Date: 2006-05-28 05:38 pm (UTC)From: (Anonymous)
Should somebody point out to them that there are two "r"s in Barrayar? (Well, three, all told.)

Date: 2006-05-29 12:14 am (UTC)From: [identity profile] tompurdue.livejournal.com
Hey, I assume you saw this (http://news.yahoo.com/s/ap/20060528/ap_on_re_eu/poland_pope_51):

"In a place like this [Auschwitz], words fail; in the end, there can be only a dread silence, a silence which itself is a heartfelt cry to God: Why, Lord, did you remain silent? How could you tolerate all this?" -- Pope Benedict

I'm afraid I don't understand the question. Catholic theology has a fairly strong set of answers to the "why do bad things happen to good people" question. Why would the Pope be asking it?

Date: 2006-05-29 12:33 am (UTC)From: [identity profile] jcsbimp.livejournal.com
Because that same Catholic Church does teach that we do not have all the answers to why God does things, and that sometimes the lack of answers will cause us, even the best of us (read, Popes), to ask why, to despair. Their strong set of answers, however strong, do not silence all questions, even at their own admission.
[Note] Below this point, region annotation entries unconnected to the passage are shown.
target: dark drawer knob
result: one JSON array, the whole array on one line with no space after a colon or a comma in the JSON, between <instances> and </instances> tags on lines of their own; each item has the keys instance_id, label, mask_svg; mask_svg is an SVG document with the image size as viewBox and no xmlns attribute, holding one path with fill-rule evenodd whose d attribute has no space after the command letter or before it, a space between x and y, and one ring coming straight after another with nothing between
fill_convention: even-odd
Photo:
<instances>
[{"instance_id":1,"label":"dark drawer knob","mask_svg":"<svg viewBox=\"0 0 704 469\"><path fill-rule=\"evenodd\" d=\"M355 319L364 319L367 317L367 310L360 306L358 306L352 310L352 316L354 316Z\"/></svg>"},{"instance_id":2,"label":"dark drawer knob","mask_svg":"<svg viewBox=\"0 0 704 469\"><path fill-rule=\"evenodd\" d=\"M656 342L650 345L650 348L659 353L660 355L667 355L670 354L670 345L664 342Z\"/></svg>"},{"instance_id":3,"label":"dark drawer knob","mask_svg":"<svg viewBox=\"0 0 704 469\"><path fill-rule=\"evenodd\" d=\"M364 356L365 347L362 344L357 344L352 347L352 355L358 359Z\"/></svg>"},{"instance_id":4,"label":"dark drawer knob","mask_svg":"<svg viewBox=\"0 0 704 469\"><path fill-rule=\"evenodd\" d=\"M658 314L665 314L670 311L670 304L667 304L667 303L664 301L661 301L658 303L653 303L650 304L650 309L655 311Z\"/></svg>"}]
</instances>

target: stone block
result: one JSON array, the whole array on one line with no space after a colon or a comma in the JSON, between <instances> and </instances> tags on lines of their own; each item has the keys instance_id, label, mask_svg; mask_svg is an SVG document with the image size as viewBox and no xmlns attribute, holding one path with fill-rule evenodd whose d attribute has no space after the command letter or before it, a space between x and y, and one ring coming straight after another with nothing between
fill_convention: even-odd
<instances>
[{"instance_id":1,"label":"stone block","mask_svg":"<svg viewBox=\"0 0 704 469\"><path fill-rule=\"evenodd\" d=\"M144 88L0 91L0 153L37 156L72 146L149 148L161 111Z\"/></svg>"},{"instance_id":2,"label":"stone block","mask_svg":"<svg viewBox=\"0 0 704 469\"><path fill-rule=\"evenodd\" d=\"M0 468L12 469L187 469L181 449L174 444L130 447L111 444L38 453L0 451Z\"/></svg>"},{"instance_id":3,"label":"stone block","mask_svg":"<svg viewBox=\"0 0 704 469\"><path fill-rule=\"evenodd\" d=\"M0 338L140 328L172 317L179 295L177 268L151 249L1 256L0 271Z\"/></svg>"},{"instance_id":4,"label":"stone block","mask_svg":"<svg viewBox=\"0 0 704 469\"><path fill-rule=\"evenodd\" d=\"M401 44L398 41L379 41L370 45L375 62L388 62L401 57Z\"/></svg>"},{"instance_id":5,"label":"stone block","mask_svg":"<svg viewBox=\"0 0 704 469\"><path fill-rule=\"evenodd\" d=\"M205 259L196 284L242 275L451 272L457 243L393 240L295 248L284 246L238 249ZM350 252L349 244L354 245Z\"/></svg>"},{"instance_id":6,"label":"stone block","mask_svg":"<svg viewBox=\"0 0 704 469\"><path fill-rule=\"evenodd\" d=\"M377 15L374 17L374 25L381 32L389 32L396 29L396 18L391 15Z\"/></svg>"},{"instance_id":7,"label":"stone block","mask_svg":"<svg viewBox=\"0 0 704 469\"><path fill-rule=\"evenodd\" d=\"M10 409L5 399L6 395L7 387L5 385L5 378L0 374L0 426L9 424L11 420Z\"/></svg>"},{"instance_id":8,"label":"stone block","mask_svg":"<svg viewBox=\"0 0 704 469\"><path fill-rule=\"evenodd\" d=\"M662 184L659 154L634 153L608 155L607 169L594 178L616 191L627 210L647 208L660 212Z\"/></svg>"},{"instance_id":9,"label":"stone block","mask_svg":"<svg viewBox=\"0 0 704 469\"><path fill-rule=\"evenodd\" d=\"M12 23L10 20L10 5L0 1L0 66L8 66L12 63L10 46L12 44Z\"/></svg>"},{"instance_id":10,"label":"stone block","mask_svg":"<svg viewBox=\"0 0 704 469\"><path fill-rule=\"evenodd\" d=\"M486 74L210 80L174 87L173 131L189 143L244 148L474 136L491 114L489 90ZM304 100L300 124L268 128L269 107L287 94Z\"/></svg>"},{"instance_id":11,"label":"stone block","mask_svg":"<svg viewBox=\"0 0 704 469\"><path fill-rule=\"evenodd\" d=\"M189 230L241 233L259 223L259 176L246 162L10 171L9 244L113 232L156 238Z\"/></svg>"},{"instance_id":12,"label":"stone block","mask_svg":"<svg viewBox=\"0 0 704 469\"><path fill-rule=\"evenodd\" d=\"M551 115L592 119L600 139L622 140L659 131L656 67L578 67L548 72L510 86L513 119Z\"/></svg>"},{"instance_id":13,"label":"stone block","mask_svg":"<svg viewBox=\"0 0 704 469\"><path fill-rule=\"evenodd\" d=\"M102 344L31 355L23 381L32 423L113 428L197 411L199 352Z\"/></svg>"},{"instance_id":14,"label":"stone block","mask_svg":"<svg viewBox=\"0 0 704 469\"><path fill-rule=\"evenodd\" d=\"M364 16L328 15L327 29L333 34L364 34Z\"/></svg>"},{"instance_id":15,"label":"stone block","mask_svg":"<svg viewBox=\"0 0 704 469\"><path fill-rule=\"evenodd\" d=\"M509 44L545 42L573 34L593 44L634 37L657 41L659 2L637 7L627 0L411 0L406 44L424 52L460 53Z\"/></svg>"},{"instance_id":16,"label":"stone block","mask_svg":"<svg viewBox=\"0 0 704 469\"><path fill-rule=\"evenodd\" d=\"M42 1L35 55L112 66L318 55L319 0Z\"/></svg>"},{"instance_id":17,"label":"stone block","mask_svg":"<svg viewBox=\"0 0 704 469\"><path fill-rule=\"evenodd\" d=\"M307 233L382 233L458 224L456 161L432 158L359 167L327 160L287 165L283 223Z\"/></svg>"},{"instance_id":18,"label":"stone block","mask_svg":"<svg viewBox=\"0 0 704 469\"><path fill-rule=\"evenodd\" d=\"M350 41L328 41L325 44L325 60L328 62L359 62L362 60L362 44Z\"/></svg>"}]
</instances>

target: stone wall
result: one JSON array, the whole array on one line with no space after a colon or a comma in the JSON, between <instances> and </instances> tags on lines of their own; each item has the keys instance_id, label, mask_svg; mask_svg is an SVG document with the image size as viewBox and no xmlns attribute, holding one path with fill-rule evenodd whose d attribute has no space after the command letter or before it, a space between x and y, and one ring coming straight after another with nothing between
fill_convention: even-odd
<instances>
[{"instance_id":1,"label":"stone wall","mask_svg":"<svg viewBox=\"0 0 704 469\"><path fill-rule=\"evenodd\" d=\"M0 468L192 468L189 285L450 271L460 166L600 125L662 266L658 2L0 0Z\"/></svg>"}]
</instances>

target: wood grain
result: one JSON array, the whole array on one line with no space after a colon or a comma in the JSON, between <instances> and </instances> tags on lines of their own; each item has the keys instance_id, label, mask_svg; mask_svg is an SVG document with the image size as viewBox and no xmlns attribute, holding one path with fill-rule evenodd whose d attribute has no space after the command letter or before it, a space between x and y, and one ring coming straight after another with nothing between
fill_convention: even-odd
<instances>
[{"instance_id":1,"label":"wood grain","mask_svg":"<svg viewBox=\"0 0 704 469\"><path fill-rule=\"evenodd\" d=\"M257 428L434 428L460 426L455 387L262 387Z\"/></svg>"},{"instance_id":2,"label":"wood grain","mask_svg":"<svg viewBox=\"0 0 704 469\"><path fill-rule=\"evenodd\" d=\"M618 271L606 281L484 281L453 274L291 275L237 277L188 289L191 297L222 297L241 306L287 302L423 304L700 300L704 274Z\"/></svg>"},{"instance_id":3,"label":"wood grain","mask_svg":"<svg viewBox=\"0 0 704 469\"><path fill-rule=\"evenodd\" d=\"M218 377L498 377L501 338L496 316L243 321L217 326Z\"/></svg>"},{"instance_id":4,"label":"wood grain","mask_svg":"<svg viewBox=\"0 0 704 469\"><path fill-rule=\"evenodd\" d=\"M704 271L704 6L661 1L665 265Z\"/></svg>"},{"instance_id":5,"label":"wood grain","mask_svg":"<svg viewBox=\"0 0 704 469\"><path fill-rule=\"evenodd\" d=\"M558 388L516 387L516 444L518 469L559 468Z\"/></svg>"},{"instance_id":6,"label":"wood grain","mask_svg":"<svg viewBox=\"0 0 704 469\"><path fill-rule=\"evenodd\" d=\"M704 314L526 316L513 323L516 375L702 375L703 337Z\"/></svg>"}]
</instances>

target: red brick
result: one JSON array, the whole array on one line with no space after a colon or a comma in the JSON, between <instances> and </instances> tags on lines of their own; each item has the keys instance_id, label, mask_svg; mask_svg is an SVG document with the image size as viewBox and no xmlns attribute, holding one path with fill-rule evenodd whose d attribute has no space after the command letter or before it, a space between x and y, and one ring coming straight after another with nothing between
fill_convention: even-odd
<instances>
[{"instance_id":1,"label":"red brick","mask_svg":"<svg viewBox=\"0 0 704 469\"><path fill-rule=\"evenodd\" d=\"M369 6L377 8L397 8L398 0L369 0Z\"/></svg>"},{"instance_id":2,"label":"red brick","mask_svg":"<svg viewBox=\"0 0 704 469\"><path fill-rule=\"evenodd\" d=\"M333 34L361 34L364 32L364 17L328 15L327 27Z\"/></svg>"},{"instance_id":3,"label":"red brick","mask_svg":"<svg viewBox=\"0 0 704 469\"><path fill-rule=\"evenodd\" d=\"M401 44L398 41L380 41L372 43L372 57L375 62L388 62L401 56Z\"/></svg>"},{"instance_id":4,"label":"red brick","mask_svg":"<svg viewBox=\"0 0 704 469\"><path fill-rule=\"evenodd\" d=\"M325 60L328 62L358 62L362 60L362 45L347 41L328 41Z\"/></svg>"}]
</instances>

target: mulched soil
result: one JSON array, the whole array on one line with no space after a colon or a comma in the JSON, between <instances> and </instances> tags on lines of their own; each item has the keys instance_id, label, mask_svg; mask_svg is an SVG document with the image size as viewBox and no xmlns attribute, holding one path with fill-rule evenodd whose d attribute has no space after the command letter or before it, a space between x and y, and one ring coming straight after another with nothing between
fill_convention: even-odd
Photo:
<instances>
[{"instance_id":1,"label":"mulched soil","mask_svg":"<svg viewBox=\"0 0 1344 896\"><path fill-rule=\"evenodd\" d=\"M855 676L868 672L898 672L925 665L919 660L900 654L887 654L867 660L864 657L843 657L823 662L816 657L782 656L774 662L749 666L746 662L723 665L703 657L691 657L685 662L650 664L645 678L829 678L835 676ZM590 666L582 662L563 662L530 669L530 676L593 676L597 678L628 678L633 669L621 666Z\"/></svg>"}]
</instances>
Plus, they've been trying to refine their stance towards reality's and existence's questions in a way that does not necessarily clash with modernist and post-modernist thought. Kind of a divinely motivated sales pitch. "I become all things to all men, that I might win some." -- Paul, for whom many Popes were named

Date: 2006-05-29 03:36 am (UTC)From: [identity profile] tompurdue.livejournal.com
I suppose what I was really questioning were some of the suppositions. God doesn't usually, in my experience, intervene in bad things, no matter how heinous. Does Benedict really think that the Holocaust crossed some threshold that God should intervene in it? Terrible things happen all the time, and God seems to allow all of them to happen, from a stubbed toe to genocide.

I'm not complaining about it; I'm simply wondering why Benedict should pick this particular question to address to God just now. Because he's going to get the same answer he's always gotten.

Date: 2006-05-29 03:35 pm (UTC)From: [identity profile] icewolf010.livejournal.com
ext_7823: queen of swords (Bullfinch-Lytton)
Benedict XVI is still Joseph Ratzinger. He's still a man. And as men we keep asking God the same questions over and over, eon after eon. Forget "Why did the Holocaust have to happen;" how about "Why did Adam have to fall?" For Christians a big one is, "Why did Jesus have to die?" We do keep getting the same answers, but as men with limited understanding (at least in comparison with God), we don't fully understand the answers, so we ask the question again.

As for why now? He was visitig Auschwitz. He's the Pope. He's German. He lived through the war. Aside from all the other good, innocent people who died, it's the site of Maximillian Kolbe's martyrdom. He's going to be moved to say something.

I personally have been very pleasantly surprised by Benedict XVI, but that's a post all by itself. (I want to read his first encyclical, first.)

Date: 2006-05-29 03:38 pm (UTC)From: [identity profile] tompurdue.livejournal.com
That's an excellent answer; the two sentences are really quite insightful. Thank you.

Date: 2006-05-29 12:29 am (UTC)From: [identity profile] jcsbimp.livejournal.com
Never heard of her 'til now. Need to take a look someday.